Dr. Metin Özaslan (Ankara Kulübü Derneği Genel Başkanı)

-1-

“Suyu Arayan Adam” Cumhuriyet başlarının en önemli düşünce ve devlet adamlarından biri olan Şevket Süreyya Aydemir’in hayat hikâyesini anlattığı başyapıt niteliği taşıyan bir kitap… Yazar, Birinci Dünya Savaşı’na katılışından Büyük Turan’ı kurma yolunda Enver Paşa’nın yanında Kafkas ve Hazar ülkelerinde tecrübe ettiği mücadelelere, Rusya’daki eğitimi sonrasında ülkeye dönüşünden, devlette üstlendiği üst düzey görevlere değin yaşam güzergâhını zengin bir edebi üslup ve bilgelikle işler Suyu Arayan Adam’da... 20’nci yüzyılın ilk yarısının çalkantılı dönemlerinde Şevket Süreyya, Avrupa’dan, Rusya’ya ve Çin’e değin yaşayarak gözlemlediği inişli-çıkışlı olayları, Cumhuriyet sonrası yeni bir ülke kurma yolundaki ideallerini, mücadeleci hayatını, hayal kırıklığı ile sonuçlanan zorunlu emekliliğini, sonunda da Kayaş’ta Hatip Çayı kenarında hayatın anlamını, iç huzurunu ve mutluluğu bulmasını sağlayacak “su” ile buluşmasını anlatmaktadır eserinde...

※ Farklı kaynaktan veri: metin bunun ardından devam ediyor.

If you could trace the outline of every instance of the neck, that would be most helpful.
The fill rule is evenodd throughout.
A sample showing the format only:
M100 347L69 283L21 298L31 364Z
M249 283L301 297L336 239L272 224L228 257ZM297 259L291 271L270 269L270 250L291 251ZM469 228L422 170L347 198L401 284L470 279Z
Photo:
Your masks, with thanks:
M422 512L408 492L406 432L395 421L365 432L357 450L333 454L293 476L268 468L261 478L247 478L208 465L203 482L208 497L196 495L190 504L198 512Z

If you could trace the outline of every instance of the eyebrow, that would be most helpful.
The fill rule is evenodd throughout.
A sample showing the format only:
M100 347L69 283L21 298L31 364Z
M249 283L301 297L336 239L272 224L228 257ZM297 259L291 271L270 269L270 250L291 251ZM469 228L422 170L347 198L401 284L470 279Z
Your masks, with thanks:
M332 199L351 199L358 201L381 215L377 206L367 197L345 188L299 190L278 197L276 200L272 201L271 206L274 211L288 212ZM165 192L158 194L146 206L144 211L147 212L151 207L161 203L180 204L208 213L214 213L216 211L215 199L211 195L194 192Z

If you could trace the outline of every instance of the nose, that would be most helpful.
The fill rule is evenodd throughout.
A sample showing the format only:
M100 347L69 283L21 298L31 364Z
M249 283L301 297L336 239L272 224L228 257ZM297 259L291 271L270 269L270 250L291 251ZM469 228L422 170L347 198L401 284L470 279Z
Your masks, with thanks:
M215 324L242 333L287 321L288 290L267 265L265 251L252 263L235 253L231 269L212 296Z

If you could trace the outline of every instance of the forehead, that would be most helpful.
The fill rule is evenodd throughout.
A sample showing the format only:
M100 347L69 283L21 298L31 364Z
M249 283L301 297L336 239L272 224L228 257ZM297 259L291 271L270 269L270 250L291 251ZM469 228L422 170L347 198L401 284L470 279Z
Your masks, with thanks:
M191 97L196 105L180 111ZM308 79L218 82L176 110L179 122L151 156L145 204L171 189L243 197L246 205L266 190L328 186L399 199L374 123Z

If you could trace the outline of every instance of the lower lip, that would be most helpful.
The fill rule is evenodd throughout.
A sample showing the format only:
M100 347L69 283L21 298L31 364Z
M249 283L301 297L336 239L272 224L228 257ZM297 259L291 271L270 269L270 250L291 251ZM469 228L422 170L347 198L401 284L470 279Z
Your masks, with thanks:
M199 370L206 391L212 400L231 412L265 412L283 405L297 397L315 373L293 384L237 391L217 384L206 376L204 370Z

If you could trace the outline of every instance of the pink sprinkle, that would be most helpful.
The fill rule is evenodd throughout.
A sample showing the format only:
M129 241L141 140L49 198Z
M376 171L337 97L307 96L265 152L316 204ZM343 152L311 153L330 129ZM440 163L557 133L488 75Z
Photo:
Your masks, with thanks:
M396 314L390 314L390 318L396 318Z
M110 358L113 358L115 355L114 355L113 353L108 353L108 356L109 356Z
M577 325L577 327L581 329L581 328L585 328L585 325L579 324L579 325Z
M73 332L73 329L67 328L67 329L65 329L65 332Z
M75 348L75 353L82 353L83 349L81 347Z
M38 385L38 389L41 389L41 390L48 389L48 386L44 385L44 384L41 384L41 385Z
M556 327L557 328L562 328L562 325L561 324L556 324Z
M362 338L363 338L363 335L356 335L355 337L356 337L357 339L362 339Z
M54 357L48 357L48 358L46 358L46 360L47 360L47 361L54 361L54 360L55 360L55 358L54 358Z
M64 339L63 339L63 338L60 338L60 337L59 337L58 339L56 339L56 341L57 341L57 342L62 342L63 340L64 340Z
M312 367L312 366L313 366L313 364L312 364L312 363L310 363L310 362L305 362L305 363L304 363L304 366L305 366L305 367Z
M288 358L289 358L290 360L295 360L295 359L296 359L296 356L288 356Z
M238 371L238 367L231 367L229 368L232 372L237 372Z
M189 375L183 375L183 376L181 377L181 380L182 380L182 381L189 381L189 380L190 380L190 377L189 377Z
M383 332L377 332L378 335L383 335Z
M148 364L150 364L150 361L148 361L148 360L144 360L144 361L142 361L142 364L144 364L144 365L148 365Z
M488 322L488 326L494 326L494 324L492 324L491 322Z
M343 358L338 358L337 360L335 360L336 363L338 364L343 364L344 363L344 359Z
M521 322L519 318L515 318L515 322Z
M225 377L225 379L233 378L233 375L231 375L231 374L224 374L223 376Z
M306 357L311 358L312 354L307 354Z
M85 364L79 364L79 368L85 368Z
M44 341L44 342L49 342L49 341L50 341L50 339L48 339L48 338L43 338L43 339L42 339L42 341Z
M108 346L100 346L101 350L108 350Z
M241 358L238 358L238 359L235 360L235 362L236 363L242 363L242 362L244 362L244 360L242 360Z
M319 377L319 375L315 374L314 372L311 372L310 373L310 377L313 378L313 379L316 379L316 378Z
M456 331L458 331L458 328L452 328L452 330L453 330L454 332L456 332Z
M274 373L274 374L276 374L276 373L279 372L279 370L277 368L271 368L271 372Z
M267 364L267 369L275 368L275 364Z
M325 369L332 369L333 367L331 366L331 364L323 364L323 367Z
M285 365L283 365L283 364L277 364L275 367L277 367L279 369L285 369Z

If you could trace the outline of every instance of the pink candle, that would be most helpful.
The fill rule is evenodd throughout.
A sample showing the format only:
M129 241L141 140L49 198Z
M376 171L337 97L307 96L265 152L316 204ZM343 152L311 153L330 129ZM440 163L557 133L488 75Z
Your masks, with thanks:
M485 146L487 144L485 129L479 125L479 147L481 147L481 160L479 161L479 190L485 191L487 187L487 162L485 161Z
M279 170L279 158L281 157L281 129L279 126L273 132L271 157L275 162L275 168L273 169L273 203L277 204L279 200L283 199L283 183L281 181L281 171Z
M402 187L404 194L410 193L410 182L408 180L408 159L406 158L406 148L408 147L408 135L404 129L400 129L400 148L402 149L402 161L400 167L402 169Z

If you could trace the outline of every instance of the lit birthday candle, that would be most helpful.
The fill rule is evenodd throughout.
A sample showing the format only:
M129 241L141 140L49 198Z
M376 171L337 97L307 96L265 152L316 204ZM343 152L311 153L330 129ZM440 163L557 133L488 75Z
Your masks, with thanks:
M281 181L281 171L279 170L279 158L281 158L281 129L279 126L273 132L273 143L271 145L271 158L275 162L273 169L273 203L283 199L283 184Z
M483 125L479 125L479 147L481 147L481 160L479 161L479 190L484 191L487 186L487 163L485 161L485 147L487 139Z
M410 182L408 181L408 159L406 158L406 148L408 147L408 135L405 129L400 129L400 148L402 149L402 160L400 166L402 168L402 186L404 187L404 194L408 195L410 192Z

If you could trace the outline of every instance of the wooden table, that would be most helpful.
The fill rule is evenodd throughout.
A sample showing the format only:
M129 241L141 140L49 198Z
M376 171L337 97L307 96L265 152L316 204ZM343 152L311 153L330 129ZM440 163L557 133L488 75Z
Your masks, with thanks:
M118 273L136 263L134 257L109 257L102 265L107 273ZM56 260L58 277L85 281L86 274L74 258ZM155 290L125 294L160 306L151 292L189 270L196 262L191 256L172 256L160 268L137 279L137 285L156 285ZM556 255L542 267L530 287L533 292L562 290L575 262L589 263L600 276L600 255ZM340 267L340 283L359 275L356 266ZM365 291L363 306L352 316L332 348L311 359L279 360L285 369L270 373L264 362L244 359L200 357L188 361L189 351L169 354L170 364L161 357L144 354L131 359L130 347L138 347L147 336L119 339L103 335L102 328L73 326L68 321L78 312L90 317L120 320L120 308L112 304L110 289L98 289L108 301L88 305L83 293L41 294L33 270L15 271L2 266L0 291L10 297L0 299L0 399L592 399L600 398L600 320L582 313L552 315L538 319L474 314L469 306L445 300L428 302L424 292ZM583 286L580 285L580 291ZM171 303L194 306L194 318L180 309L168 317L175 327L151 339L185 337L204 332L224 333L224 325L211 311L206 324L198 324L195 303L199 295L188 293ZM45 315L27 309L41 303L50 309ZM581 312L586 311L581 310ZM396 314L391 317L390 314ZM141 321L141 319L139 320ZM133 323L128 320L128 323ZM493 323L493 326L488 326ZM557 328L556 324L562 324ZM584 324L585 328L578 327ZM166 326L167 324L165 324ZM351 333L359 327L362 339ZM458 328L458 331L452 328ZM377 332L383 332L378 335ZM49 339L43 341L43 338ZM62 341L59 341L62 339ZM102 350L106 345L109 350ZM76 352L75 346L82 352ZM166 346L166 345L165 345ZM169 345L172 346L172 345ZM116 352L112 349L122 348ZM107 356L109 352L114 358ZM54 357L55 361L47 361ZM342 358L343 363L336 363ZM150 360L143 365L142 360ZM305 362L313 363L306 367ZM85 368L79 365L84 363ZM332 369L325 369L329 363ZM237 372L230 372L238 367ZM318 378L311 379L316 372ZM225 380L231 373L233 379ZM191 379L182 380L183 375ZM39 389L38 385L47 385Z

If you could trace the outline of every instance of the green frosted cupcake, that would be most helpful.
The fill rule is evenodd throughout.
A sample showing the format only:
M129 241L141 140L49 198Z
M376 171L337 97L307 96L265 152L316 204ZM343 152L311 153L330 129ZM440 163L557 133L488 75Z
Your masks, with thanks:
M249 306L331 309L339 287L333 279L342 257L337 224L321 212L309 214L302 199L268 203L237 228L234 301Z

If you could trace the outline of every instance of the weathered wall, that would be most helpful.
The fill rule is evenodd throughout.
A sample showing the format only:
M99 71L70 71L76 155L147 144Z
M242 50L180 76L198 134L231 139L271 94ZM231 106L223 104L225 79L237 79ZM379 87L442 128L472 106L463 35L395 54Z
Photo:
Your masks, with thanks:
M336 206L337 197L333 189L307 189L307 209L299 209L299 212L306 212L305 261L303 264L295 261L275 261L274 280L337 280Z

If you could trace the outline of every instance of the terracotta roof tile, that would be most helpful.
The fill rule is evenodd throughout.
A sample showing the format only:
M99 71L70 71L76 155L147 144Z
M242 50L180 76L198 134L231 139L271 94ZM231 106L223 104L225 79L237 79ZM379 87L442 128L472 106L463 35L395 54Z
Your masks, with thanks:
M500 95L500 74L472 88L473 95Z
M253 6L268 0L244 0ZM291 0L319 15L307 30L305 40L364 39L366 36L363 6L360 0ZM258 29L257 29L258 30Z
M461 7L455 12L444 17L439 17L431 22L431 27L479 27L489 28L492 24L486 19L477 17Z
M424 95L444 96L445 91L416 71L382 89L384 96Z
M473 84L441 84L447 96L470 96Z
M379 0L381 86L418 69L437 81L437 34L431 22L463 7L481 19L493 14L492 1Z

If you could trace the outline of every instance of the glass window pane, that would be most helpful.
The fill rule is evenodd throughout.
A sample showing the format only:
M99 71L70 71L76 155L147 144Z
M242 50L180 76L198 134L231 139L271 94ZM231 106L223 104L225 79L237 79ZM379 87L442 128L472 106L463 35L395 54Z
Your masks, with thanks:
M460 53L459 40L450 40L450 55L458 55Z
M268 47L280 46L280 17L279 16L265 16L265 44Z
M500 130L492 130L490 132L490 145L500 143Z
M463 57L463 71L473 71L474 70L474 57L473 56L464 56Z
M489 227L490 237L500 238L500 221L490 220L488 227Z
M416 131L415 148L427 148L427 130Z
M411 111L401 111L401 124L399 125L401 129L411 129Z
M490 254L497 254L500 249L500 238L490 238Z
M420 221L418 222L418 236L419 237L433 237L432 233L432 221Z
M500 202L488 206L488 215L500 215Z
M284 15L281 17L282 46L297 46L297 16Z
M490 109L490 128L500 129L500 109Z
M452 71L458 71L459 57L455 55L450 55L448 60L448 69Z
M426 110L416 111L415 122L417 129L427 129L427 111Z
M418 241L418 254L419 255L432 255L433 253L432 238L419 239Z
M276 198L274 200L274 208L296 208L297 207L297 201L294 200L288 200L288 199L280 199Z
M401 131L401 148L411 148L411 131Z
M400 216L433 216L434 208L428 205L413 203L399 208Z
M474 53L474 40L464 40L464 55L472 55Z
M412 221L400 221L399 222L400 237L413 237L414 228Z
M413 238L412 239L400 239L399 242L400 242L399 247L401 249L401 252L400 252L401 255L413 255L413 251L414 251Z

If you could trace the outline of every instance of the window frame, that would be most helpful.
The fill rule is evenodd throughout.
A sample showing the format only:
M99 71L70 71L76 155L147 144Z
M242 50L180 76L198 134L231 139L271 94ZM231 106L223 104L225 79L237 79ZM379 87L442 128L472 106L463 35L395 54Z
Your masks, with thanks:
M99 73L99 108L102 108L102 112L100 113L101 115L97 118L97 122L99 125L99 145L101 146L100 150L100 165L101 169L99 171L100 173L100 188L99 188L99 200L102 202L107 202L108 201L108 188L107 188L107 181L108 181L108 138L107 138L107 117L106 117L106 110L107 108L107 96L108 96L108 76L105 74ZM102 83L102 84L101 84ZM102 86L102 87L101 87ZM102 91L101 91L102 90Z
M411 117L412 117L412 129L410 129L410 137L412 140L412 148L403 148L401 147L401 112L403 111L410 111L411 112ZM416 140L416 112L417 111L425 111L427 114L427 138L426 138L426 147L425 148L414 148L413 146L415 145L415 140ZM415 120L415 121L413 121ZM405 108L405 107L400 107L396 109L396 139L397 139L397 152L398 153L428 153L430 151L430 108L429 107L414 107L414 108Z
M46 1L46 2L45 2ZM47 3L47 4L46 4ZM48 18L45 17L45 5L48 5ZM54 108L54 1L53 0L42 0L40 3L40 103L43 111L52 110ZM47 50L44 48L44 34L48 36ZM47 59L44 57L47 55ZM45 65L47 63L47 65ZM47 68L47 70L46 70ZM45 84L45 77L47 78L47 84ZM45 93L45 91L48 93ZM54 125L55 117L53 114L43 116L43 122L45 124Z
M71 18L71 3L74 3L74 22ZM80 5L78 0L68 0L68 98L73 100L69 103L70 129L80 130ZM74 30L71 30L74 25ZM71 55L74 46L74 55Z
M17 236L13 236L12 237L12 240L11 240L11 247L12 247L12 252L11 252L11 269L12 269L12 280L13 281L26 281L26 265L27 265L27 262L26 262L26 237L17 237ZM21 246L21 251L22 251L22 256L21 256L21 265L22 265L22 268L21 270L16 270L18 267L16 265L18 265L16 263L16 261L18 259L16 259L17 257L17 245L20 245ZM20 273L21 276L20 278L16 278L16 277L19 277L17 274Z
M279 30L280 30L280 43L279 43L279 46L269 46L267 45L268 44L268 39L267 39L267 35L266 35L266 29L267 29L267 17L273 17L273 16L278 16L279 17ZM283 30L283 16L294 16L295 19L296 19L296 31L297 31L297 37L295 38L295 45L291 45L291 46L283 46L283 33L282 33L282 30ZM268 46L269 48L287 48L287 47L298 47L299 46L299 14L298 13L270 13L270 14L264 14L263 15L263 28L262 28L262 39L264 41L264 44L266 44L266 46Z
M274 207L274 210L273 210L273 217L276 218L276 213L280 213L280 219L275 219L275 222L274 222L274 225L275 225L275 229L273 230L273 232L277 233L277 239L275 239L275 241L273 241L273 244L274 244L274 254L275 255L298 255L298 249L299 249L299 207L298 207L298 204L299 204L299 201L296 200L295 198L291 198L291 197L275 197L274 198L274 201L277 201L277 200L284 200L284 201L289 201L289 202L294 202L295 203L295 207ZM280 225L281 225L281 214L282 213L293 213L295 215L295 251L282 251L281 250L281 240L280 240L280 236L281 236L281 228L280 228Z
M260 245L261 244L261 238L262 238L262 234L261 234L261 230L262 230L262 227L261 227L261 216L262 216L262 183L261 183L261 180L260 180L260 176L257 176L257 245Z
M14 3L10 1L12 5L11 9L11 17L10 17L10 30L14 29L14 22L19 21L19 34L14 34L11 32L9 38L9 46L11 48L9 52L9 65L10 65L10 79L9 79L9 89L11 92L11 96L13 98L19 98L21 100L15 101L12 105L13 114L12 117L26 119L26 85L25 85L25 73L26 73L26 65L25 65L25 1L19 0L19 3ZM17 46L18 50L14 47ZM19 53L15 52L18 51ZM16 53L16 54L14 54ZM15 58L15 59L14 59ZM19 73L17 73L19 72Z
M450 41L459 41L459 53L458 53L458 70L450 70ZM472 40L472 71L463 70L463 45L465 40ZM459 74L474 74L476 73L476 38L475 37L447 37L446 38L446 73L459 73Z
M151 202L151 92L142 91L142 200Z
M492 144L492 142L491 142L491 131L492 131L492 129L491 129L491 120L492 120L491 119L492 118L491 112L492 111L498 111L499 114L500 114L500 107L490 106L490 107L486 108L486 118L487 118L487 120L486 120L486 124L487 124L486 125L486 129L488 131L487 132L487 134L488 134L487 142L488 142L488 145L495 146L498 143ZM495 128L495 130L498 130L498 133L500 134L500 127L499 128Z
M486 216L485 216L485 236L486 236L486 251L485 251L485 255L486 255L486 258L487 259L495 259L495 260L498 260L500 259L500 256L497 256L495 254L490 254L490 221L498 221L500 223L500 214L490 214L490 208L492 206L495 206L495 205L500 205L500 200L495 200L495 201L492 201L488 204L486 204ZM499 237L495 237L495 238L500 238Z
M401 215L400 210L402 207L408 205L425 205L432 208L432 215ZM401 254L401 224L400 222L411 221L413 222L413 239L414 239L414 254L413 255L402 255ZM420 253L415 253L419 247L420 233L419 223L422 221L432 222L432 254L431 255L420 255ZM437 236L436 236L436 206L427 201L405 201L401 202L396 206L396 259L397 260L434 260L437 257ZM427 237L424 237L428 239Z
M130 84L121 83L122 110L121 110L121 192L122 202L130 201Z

Şevket Süreyya, 1950’li yılların başında hayatının en verimli döneminde bir vekiller heyeti kararıyla çok sevdiği ve tüm zamanını verdiği görevinden alınmıştır. Genç yaşta zoraki emekliliğe ayrılmak durumunda kalan bu büyük beyin, haksızlığa uğramış olmanın verdiği kırgınlık, kızgınlık ve üzüntüyle karamsar bir boşluk içine düşer ve hayatının geri kalan bölümünde kendisini arayacağı, yaşamının anlamını sorgulayacağı, kendisiyle hesaplaşacağı münzevi bir dönemin kapısını aralar… Ankara’nın doğusuna doğru çıktığı bir kır yürüyüşünde yeşillikler içinde sere serpe uzanan Mamak ve Kayaş köylerinden geçerek, Kayaş-Kızılcaköy sınırında, Hatip Çayı kenarında Kayaş su bendinin kenarında, bundan böyle yeni yaşamının merkezi olacak küçük çiftlik evine ulaşır... Burada bir yandan filozof Epiktetos ile yaşadığı iç tartışmalar, diğer yandan da suyun doğaya verdiği zenginlik karşısında yaşadığı şaşkınlık ve hayranlıkla içinde bulunduğu bunalımdan sıyrılmaya başlar… Nitekim Şevket Süreyya yönü, hedefi ve amacı belirsiz, rüzgâra tabi, meçhule giden hengâmeli yaşamının tümü boyunca aradığının aslında “su” olduğunu kavrar. Suyun çevreye ve kendisine verdiği zenginlik, sağlık, neşe ve mutluluk yanında, iç dünyasında peşini hiç bırakmayan filozof Epiktetos’un verdiği öğütler, bir insanın yaşamı boyunca karşılaşacağı en büyük savaş olan “kendisiyle hesaplaşması"na korkmadan, kaçmadan, geri adım atmadan girmesine yardımcı olur… Şevket Süreyya nihayet en büyük düşmanı, en son ve en azgın hasmı olan kendisini ve böylelikle diğer insanlar, toplum ve dünya ile olan mücadelelerini, hırslarını, ihtiraslarını, dünyevi arzularını, kızgınlıklarını yenerek, iç dünyasında mutluluğa erer… Kendisinden her şeyi alınabilir ama bir şey asla… O da iradesidir… En önemli varlığı olan “iradesini”, yani “kendisi”ni, yani “su”yu bulduğu yer ise Kayaş su bendi çevresindeki suyun ve toprağın buluşup bin bir renkte güzellikler sunduğu alandır…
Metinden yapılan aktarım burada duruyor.